Methods: PBMCs were isolated from blood samples obtained from healthy donors (HD) or patients suffering from RA. Primary human CD4 positive T cells were separated via MACS-Sort and incubated with the mitogen PHA-L (5µg/ml) and/or varying doses of a-PVA-SPION (1 µg/ml, 10 µg/ml, and 100 µg/ml) or left untreated for 20 h (analysis of caspase-3/7-activity, intracellular ATP content and CD25 expression) or 72 h (analysis of proliferation and CD25 expression). Cells were incubated under either normoxia (app. 18%O2) or hypoxia (1%O2) in order to mimic conditions found in the circulation and in the inflamed joint, respectively.

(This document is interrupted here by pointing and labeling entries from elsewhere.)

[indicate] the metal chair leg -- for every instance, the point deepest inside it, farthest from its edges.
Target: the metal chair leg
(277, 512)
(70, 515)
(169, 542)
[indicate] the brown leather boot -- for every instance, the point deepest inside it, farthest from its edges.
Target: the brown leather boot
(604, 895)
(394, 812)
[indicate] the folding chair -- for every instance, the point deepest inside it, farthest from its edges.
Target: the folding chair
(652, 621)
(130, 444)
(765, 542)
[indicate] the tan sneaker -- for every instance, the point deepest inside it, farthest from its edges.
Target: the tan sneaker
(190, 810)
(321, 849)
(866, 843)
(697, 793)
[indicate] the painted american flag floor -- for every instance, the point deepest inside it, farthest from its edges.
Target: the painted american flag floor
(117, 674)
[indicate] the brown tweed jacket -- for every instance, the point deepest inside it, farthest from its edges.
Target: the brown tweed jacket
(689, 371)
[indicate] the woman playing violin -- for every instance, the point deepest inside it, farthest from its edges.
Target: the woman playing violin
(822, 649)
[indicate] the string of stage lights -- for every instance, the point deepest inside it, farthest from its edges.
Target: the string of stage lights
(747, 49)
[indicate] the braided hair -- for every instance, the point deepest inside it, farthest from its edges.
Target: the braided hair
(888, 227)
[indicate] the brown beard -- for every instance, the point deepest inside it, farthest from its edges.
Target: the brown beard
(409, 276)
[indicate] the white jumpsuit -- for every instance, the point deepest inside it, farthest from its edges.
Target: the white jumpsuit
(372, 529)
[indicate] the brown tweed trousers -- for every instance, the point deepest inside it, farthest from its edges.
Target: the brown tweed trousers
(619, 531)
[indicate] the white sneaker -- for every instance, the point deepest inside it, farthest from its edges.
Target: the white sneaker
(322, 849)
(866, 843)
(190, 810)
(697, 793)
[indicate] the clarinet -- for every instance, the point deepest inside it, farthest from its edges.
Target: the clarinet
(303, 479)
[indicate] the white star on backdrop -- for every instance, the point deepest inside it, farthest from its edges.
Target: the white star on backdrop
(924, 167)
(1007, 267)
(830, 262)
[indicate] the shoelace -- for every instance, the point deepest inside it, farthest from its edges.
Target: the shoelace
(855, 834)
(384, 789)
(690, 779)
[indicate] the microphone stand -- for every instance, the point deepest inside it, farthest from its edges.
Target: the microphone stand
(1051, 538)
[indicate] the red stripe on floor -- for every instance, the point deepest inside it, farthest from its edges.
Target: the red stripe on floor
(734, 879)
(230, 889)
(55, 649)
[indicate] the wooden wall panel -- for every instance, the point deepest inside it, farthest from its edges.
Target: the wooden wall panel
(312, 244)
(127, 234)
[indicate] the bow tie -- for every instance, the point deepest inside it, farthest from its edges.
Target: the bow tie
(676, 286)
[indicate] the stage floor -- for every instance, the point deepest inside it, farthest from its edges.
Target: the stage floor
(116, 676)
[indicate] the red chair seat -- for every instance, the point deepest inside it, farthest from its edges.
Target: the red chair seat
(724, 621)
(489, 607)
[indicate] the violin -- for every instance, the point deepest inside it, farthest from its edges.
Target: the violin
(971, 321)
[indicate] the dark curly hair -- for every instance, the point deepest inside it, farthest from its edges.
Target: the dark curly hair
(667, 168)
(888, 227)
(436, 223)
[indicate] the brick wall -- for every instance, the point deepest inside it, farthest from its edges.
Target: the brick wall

Results: We observed for PHA-L / a-PVA-SPION co-stimulated T cells from HD a decrease in cell count whereas the caspase-3/7-activity is increased in these samples, as expected. Although, we observed that T cells from RA patients are more susceptible to low-dose a-PVA-SPION-induced apoptosis than T cells from HD, in both groups a-PVA-SPION do not activate CD4+ T cells per se and do not influence mitogen-mediated T cells activation with regard to CD25 expression and cell proliferation. Nevertheless, we were able to demonstrate that CD4+ T cells obtained from RA patients and healthy subjects differ in their response to mitogen stimulation and oxygen availability.

Conclusion: PVA-SPION at concentrations up to 100µg/ml do neither activate nor significantly influence mitogen-stimulated CD4+ T cells activation and have negligible influence on T cells apoptosis.